Ich muss grinsen bei dem Namen und weiß sofort, wer gemeint ist. Hannah und ihre Anhängsel.
„Wie sie dich schon ansehen", kichert Liz und ich zucke mit den Schultern. Ich muss wirklich mit mir ringen, damit ich mich nicht umdrehe.
„Keine Ahnung, was die von mir wollen", sage ich und Liz sieht mich verschwörerisch an.
„Das liegt doch auf der Hand. Sie will Jared, Jared will dich."
Ich zucke bei der Bedeutung ihrer Aussage zusammen. Ist es wirklich gut für die Gesundheit, wenn man eine besserwisserische beste Freundin hat? Wir sitzen noch eine Zeit lang da, doch der Appetit auf meine Cola ist mir vergangen.
Das Kichern von Hannah und ihren Freundinnen wird immer lauter und als ein 'Guck mal, was sie anhat. Wie nuttig' zu mir dringt, reißt bei mir der Geduldsfaden.
„Hat die das gerade wirklich gesagt?", zische ich und Liz nickt langsam.
„Ich habe sowieso noch eine Rechnung mit der offen", meine ich, stehe auf und nehme meine Cola.
Sie sitzen am Eingang, weshalb ich auch so tun kann, als ob ich rein möchte und mein Getränk zurückgeben will. Kurz wandern ihre Blicke zu mir, bevor sie sich wieder ihren Girliethemen widmen. Langsam laufe ich auf sie zu und bleibe vor Hannah stehen.
Kurzerhand kippe ich ihr meine Cola über und sie springt mit einem spitzen Schrei auf. Ich setze ein zuckersüßes, falsches Lächeln auf und sehe sie an. Ihre Augen erstechen mich regelrecht mir Blicken.

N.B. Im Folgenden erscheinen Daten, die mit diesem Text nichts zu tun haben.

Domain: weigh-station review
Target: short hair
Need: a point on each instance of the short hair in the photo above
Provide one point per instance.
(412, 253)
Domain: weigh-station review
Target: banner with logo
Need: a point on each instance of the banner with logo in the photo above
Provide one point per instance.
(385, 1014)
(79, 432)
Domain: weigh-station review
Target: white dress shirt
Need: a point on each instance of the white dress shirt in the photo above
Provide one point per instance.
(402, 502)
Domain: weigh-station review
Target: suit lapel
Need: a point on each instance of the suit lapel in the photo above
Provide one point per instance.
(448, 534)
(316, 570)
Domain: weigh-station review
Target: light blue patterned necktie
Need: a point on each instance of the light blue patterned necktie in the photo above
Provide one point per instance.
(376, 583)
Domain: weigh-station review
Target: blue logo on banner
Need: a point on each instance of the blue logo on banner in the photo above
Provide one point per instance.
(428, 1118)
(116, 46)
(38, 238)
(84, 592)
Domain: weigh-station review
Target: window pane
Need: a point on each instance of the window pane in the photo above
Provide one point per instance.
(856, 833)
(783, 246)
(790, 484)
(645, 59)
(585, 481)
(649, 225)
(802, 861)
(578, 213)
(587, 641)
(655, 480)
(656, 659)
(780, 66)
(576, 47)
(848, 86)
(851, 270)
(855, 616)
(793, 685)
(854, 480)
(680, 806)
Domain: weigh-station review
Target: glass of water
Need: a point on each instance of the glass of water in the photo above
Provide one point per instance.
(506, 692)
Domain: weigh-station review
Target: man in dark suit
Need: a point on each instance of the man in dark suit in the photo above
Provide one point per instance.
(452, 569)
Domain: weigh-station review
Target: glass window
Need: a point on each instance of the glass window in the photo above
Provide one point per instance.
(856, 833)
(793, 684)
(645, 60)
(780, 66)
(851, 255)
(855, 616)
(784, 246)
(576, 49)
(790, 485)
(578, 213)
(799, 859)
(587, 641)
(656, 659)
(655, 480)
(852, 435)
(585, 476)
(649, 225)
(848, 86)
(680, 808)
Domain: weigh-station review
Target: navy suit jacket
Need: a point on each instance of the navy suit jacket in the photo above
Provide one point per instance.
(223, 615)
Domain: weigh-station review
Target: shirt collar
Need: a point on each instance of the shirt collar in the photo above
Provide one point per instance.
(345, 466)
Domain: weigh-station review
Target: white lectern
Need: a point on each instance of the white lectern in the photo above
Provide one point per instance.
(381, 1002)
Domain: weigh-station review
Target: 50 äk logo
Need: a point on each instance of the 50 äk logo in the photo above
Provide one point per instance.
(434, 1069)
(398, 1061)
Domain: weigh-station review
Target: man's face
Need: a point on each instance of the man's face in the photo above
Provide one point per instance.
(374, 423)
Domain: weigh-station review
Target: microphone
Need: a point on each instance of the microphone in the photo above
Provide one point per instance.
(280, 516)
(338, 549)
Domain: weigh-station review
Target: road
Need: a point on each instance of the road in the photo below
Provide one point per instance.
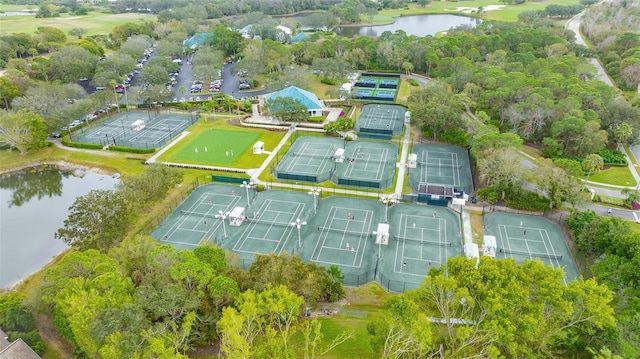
(574, 25)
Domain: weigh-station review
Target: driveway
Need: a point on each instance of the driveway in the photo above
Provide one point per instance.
(230, 84)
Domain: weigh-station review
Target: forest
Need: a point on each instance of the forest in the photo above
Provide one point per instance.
(124, 295)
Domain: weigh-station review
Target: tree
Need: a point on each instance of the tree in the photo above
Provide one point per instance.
(592, 164)
(22, 130)
(72, 63)
(559, 186)
(622, 132)
(502, 170)
(8, 91)
(97, 220)
(287, 109)
(435, 110)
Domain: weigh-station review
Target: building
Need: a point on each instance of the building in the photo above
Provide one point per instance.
(306, 98)
(299, 37)
(16, 350)
(196, 40)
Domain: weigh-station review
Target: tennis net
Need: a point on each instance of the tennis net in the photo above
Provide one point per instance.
(422, 241)
(531, 254)
(439, 164)
(198, 214)
(328, 155)
(269, 223)
(342, 231)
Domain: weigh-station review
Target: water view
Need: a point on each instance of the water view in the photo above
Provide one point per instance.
(418, 25)
(33, 204)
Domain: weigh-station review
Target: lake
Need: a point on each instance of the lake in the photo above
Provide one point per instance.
(33, 204)
(418, 25)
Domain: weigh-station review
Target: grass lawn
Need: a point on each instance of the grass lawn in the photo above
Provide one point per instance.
(95, 22)
(364, 305)
(619, 176)
(219, 137)
(508, 13)
(217, 146)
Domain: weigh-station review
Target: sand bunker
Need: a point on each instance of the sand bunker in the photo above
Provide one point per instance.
(469, 10)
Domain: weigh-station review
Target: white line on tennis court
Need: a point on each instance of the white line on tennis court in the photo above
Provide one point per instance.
(404, 227)
(358, 248)
(264, 211)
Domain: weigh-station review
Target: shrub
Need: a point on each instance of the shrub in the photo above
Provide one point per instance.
(329, 82)
(612, 157)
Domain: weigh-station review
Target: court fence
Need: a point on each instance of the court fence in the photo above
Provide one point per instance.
(583, 264)
(173, 203)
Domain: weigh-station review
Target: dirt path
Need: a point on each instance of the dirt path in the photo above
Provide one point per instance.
(53, 340)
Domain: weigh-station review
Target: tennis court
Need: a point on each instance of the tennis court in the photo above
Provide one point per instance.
(268, 228)
(422, 237)
(530, 237)
(194, 221)
(380, 121)
(218, 147)
(309, 159)
(341, 234)
(441, 165)
(376, 87)
(137, 129)
(367, 164)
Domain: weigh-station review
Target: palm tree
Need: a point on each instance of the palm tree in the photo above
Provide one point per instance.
(592, 163)
(182, 90)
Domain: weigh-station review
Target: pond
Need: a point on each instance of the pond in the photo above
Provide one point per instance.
(33, 204)
(418, 25)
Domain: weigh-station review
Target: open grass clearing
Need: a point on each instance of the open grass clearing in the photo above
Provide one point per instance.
(246, 160)
(617, 176)
(97, 23)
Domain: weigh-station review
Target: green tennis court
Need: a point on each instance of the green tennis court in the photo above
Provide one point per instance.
(217, 146)
(422, 237)
(309, 159)
(137, 129)
(380, 121)
(367, 164)
(530, 237)
(441, 165)
(194, 221)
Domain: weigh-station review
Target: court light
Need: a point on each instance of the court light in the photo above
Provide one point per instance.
(299, 224)
(224, 216)
(247, 185)
(315, 192)
(388, 201)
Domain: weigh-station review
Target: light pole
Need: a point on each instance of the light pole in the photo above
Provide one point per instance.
(387, 200)
(224, 216)
(246, 185)
(315, 192)
(299, 224)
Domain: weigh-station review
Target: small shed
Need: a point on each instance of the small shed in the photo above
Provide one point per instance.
(382, 234)
(138, 125)
(471, 251)
(413, 160)
(339, 155)
(258, 147)
(237, 216)
(489, 246)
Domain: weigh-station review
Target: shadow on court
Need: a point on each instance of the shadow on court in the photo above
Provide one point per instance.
(341, 233)
(523, 237)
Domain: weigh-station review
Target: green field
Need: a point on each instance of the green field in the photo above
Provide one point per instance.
(506, 13)
(95, 22)
(220, 147)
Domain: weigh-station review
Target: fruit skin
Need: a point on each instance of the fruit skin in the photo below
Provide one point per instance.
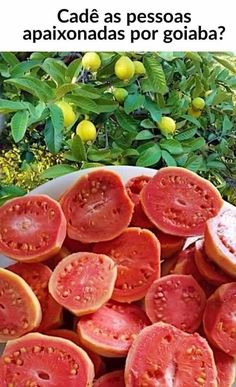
(187, 194)
(120, 94)
(107, 194)
(225, 365)
(207, 268)
(115, 379)
(68, 113)
(194, 113)
(40, 222)
(134, 186)
(167, 125)
(218, 319)
(198, 103)
(86, 130)
(177, 300)
(91, 61)
(96, 267)
(139, 68)
(37, 277)
(162, 353)
(29, 308)
(124, 68)
(216, 228)
(42, 359)
(136, 252)
(118, 325)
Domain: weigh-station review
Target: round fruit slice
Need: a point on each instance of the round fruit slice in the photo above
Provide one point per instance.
(20, 310)
(32, 228)
(170, 244)
(220, 243)
(37, 277)
(97, 207)
(219, 318)
(185, 264)
(136, 253)
(134, 186)
(40, 360)
(225, 366)
(111, 330)
(165, 356)
(114, 379)
(207, 268)
(170, 299)
(97, 361)
(83, 282)
(179, 202)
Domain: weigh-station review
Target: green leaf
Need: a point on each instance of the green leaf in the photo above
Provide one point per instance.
(62, 90)
(19, 124)
(74, 69)
(56, 69)
(78, 149)
(133, 102)
(7, 106)
(169, 160)
(144, 135)
(149, 157)
(194, 144)
(9, 58)
(53, 137)
(83, 103)
(192, 120)
(57, 170)
(105, 105)
(88, 91)
(194, 163)
(57, 118)
(224, 62)
(153, 109)
(23, 67)
(126, 122)
(155, 74)
(33, 86)
(186, 134)
(172, 146)
(148, 124)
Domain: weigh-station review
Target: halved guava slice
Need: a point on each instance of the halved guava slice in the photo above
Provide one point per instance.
(83, 282)
(136, 252)
(179, 202)
(170, 244)
(165, 356)
(99, 365)
(97, 207)
(32, 228)
(134, 186)
(207, 268)
(219, 319)
(176, 299)
(37, 277)
(111, 330)
(112, 379)
(40, 360)
(185, 264)
(20, 310)
(225, 366)
(220, 241)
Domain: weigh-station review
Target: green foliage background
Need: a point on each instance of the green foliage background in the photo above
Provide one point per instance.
(31, 84)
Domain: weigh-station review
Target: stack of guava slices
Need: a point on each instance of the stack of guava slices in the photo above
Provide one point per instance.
(107, 289)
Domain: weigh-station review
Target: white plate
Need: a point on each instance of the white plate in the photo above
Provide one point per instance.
(56, 187)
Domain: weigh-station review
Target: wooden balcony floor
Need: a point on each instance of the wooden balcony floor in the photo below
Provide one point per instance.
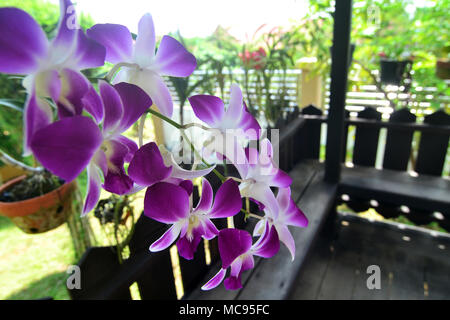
(414, 264)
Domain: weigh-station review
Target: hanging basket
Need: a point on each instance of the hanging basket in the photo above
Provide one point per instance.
(43, 213)
(393, 71)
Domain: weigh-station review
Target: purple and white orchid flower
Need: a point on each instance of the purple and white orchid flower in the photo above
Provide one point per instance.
(230, 128)
(149, 166)
(258, 173)
(68, 146)
(139, 63)
(51, 67)
(169, 203)
(236, 251)
(288, 214)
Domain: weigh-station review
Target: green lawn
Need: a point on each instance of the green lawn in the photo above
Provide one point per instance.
(34, 266)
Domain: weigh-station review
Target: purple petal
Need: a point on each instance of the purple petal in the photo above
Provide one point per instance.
(209, 229)
(187, 185)
(93, 104)
(116, 39)
(67, 27)
(22, 42)
(206, 198)
(172, 59)
(116, 180)
(113, 106)
(93, 189)
(74, 86)
(166, 203)
(144, 48)
(228, 201)
(281, 179)
(233, 243)
(65, 147)
(232, 283)
(285, 236)
(131, 145)
(38, 114)
(209, 109)
(263, 194)
(135, 102)
(89, 53)
(147, 166)
(215, 281)
(187, 247)
(268, 244)
(155, 87)
(166, 239)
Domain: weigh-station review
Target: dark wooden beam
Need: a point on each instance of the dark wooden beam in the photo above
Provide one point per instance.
(338, 89)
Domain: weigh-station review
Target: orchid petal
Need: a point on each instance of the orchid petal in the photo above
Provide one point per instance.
(206, 198)
(167, 238)
(154, 86)
(172, 59)
(67, 28)
(166, 202)
(93, 104)
(285, 236)
(22, 42)
(113, 106)
(232, 243)
(135, 102)
(66, 147)
(88, 53)
(268, 244)
(144, 48)
(215, 281)
(180, 173)
(228, 201)
(209, 109)
(187, 247)
(48, 84)
(236, 104)
(116, 39)
(281, 179)
(147, 166)
(131, 145)
(74, 86)
(93, 189)
(232, 283)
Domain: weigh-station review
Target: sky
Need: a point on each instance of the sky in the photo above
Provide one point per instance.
(195, 17)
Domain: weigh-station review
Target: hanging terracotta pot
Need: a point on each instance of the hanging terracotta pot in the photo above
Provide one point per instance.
(443, 69)
(43, 213)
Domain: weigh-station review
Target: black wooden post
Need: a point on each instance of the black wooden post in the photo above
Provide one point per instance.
(338, 89)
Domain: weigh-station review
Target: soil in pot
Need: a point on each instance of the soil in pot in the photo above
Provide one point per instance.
(37, 203)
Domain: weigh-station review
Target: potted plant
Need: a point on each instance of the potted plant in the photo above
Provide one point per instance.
(37, 201)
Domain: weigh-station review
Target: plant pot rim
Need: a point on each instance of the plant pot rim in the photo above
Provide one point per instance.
(29, 206)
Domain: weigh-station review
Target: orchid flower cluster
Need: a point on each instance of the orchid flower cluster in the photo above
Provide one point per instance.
(72, 125)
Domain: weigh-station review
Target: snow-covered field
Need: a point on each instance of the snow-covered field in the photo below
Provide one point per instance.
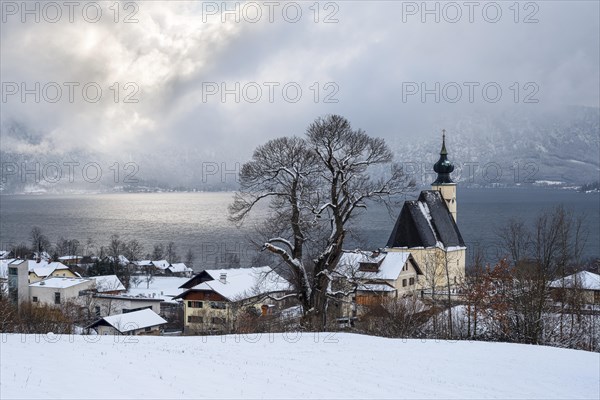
(289, 366)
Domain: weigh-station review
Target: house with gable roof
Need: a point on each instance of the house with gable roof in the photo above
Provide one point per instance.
(141, 322)
(373, 275)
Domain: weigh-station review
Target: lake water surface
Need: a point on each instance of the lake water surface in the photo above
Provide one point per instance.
(198, 221)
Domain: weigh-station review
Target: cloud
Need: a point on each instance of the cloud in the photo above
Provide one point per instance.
(177, 48)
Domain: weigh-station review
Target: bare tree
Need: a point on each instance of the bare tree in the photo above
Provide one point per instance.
(189, 259)
(158, 252)
(39, 241)
(171, 253)
(557, 239)
(315, 186)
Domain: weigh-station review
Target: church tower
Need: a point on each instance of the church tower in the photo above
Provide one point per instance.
(444, 184)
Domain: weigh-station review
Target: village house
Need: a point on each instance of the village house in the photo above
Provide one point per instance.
(213, 299)
(366, 278)
(179, 269)
(58, 290)
(70, 260)
(142, 322)
(106, 304)
(40, 269)
(585, 283)
(161, 267)
(108, 284)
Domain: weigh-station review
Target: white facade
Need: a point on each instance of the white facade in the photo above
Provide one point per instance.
(57, 291)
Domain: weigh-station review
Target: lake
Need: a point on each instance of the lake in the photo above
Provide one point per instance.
(198, 221)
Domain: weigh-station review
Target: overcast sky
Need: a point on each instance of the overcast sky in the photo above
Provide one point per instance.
(179, 55)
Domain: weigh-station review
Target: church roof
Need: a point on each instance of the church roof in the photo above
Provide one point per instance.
(426, 222)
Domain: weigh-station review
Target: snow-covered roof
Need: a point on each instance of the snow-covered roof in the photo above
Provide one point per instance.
(161, 264)
(426, 222)
(375, 287)
(243, 283)
(583, 279)
(59, 282)
(108, 283)
(143, 263)
(69, 258)
(390, 264)
(4, 266)
(179, 267)
(43, 255)
(43, 268)
(134, 320)
(122, 259)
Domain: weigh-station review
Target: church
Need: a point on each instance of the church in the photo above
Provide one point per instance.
(427, 228)
(425, 253)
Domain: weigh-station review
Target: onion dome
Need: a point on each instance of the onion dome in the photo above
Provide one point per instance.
(443, 166)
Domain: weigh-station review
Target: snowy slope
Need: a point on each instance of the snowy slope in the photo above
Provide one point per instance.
(278, 366)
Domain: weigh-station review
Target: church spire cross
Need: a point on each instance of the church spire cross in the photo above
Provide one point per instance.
(443, 151)
(443, 167)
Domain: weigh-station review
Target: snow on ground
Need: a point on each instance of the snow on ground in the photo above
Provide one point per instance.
(162, 287)
(289, 366)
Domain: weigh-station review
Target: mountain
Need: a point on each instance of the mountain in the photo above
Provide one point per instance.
(513, 148)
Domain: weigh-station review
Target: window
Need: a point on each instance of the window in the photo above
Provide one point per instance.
(368, 266)
(218, 305)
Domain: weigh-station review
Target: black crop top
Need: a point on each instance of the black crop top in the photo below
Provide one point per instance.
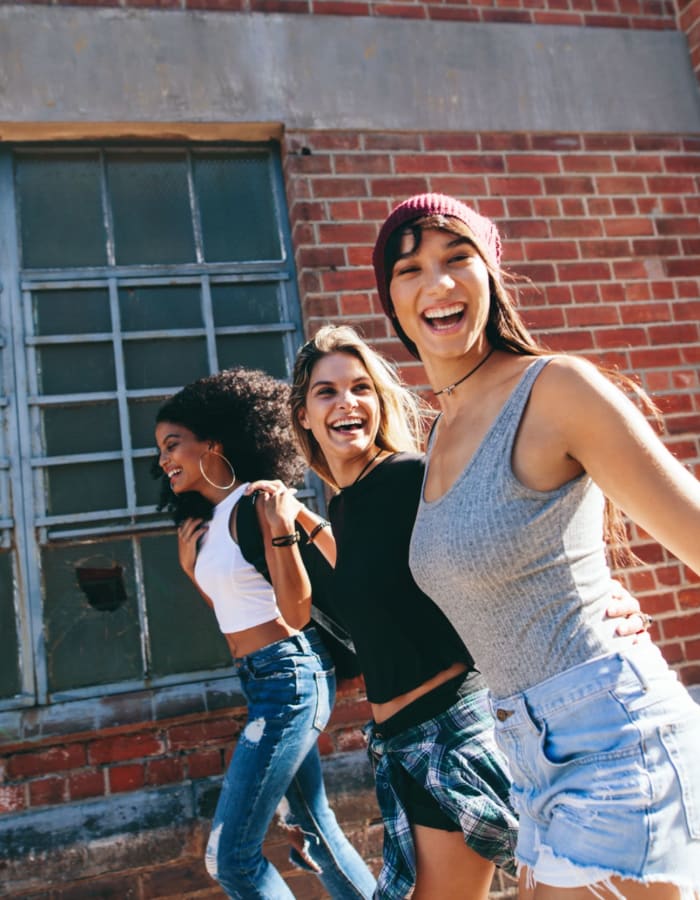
(401, 637)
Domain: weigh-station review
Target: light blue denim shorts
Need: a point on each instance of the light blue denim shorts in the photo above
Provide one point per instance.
(605, 760)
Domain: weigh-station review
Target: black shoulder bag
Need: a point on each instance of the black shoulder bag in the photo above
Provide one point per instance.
(337, 641)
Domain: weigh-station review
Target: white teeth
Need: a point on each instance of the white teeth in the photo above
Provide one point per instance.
(345, 423)
(443, 312)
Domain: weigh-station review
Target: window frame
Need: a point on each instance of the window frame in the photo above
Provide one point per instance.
(22, 469)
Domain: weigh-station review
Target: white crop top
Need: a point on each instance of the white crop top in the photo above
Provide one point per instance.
(242, 598)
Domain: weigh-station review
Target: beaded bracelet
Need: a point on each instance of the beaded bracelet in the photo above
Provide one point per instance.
(324, 523)
(285, 540)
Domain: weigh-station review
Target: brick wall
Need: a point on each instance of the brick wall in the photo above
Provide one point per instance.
(606, 226)
(658, 14)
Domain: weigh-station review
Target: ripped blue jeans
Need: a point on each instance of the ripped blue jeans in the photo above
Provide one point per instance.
(290, 688)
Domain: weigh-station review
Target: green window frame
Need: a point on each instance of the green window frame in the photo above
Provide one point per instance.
(130, 270)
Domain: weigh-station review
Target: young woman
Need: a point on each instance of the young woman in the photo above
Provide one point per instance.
(441, 783)
(214, 436)
(509, 542)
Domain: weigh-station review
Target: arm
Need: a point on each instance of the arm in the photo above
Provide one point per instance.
(277, 509)
(188, 534)
(323, 539)
(594, 425)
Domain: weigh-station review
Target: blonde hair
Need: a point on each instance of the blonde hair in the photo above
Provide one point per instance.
(401, 412)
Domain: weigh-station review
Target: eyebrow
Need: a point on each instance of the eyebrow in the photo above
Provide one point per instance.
(329, 381)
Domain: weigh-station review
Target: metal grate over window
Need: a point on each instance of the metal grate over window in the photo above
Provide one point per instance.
(138, 270)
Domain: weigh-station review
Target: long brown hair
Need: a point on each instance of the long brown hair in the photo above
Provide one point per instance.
(506, 331)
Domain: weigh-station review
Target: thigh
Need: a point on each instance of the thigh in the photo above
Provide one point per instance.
(447, 868)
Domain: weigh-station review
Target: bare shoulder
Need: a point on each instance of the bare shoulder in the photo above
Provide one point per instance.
(571, 379)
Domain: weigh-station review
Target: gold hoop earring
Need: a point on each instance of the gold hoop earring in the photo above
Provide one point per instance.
(219, 487)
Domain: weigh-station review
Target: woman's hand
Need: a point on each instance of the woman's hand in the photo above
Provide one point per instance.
(279, 504)
(625, 607)
(188, 534)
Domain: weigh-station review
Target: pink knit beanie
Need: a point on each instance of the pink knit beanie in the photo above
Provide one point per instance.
(484, 230)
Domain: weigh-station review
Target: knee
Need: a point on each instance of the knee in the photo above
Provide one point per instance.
(232, 865)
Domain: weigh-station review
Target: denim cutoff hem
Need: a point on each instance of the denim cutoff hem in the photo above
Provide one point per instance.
(604, 777)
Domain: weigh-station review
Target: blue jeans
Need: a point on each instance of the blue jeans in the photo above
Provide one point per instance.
(290, 688)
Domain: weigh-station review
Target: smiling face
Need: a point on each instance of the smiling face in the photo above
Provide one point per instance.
(441, 294)
(180, 452)
(342, 411)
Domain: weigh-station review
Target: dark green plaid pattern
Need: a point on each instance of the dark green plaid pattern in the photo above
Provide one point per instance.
(455, 758)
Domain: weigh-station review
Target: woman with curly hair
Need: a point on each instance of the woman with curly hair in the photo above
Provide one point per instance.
(215, 436)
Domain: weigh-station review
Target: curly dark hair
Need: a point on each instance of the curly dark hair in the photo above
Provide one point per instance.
(247, 410)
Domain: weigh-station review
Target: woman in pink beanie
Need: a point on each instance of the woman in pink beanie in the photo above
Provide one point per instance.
(511, 541)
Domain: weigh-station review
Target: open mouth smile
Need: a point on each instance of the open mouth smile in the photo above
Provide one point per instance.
(442, 318)
(348, 425)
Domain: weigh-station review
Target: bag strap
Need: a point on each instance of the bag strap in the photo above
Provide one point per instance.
(253, 549)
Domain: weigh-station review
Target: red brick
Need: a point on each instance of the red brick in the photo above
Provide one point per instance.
(591, 315)
(424, 164)
(630, 226)
(587, 271)
(13, 798)
(620, 184)
(90, 783)
(340, 187)
(348, 280)
(347, 233)
(576, 227)
(516, 186)
(364, 163)
(44, 762)
(132, 746)
(477, 162)
(203, 763)
(536, 250)
(47, 791)
(397, 189)
(673, 334)
(586, 162)
(605, 249)
(638, 163)
(565, 184)
(683, 626)
(659, 184)
(125, 778)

„Oh, das tut mir jetzt aber leid. Ich habe dich mit dem Mülleimer verwechselt, ihr seht euch ja wirklich verdammt ähnlich."
Ich schiebe meine Unterlippe vor und grinse sie dann arrogant an.
„Du kleines Miststück!", schreit sie und will auf mich zugehen, doch einer der Kellner kommt dazwischen.
„Gibt es ein Problem?", fragt er laut und ich lächele wieder.
„Nein, nicht im geringsten. Vielen Dank für die Cola."
Ich grinse Liz zu, warte bis sie aufsteht und zusammen laufen wir los.
Nachdem wir um die Ecke biegen, brechen wir in lautem Gelächter aus.
„Scheiße, du hättest ihr Gesicht sehen sollen", quietscht Liz und wieder bahnt sich ein Lachanfall an. Der verging mir aber schnell, als ein Audi neben uns hält und Jared die Fensterscheiben runterlässt.